5. Brennan Huff and Dale Doback
Step Brothers (2008)
A premise so stupid it just might work, did: take comedy’s greatest man-child and one of the best character actors of a generation and assign them roles as a pair of developmentally arrested 40-year-olds who, for all intents and purposes, believe they are still 14. Give them a common purpose: breaking up their parents (and then later, reconnecting them). Observe. And then observe again 8-10 more times, because there are nuances to these portrayals that don’t reveal themselves until you’ve sat through that many viewings.
4. Thelma & Louise
Thelma and Louise (1991)
Thelma and Louise perfected the ditzy-but-successful archetype years before Erin Brockovich or Elle Woods did it. With nothing to lose, the two women stumble through pitfalls and tragedy without a care in the world, egging each other on in true buddy-comedy fashion until they literally push themselves over the edge. That dream-like ending is what makes the girls, despite everything they did, so damn endearing (it’s also the best how-to on “retiring” a 1966 Thunderbird).
3. Lloyd Christmas and Harry Dunne
Dumb and Dumber (1994)
If you take nothing else from this film, take this: move through life with the confidence of a chip-toothed, bowl-cut-coiffured, Pendleton-bedecked ex-limo driver and his bamboozled bestie as they move from one failed venture to the next, never aware of nor concerned with the perpetuity of their deficiencies.
2. Vincent Vega and Jules Winfield
Pulp Fiction (1994)
It’s not so much that what Tarantino’s iconic hit men discuss is particularly funny (unless you find the possibility of divine intervention, foregoing all worldly possessions in favor of monk-like earth-wandering or the true meaning of a foot massage particularly hilarious), it’s the way they talk about it.

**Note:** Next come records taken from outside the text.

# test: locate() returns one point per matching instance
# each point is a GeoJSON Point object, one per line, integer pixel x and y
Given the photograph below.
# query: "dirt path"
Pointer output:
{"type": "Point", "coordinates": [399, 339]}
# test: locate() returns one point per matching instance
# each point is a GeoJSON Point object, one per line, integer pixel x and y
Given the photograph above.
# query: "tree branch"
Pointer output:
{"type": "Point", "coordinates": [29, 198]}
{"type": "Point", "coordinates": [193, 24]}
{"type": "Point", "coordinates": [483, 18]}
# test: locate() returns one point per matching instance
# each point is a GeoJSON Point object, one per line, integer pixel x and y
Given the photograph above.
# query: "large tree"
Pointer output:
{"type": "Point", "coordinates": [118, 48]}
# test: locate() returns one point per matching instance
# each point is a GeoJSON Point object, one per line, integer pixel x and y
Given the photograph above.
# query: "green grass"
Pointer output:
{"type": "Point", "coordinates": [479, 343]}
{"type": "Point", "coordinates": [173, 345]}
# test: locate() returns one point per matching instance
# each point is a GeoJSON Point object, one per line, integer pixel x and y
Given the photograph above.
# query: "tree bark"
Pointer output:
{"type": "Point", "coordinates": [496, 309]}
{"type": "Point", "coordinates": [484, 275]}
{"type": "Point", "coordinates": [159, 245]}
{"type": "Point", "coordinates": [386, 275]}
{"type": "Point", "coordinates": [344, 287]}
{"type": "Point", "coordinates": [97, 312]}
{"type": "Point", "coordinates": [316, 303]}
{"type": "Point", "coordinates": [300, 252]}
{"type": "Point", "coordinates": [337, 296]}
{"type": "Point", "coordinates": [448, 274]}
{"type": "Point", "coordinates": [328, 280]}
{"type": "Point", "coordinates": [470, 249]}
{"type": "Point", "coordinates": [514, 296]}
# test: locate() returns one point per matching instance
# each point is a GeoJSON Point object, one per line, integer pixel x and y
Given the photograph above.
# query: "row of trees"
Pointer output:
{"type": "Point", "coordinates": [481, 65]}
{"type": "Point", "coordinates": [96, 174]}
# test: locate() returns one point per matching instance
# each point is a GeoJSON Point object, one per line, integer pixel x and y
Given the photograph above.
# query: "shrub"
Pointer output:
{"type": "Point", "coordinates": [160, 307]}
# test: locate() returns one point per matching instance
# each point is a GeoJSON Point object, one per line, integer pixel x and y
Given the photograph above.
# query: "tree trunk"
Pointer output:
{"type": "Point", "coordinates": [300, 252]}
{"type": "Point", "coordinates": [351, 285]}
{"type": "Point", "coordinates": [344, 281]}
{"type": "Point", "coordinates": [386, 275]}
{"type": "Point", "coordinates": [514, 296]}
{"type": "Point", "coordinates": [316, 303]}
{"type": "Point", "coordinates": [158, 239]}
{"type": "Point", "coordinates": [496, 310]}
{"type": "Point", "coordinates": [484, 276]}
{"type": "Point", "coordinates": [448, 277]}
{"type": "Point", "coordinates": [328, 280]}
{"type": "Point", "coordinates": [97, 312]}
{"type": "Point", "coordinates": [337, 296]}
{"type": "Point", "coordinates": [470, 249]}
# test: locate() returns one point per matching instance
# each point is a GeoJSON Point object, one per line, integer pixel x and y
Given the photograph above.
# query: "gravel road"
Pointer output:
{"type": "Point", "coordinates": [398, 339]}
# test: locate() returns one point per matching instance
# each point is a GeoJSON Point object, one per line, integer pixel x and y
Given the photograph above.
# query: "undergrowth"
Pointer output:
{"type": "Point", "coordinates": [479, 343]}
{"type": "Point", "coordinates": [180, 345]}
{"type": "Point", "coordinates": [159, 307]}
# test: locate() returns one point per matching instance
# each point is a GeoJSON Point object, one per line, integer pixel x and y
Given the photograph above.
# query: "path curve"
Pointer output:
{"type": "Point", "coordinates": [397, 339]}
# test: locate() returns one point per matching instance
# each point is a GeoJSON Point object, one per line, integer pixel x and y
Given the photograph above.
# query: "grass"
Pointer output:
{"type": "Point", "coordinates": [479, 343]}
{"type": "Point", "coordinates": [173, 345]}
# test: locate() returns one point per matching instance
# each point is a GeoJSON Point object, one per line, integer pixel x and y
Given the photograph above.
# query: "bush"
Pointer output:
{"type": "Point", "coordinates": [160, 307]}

Vincent and Jules’s thoughtful, nuanced and often diametrically-opposed discourse has rhythm, and that makes all the difference.
1. Cheech and Chong
Up in Smoke (1978)
It’s easy to forget that the two lovable cheeba hounds in Cheech and Chong’s debut feature film actually had names (Pedro De Pacas and Anthony “Man” Stoner, for anyone keeping score at home), as the longtime comedy duo’s wacky countercultural odyssey not only spawned six more movies, but made their real monikers the kind of cultural shorthand that comedy writers dream of. Here we are 40 (!!!) years later, and if you needed to describe two easygoing dudes just looking for a good time (and possibly willing to smoke a little dogsh*t to find it), you’d be hard-pressed to do better than a C&C name check. Additionally, few would deny that many of the pairs on this list (looking at you in particular, Dale and Saul) would not exist without the marijuana-scented path cut for them back in ‘78 — Up in Smoke is the gift that keeps on giving, long after the joint has burned down to the roach.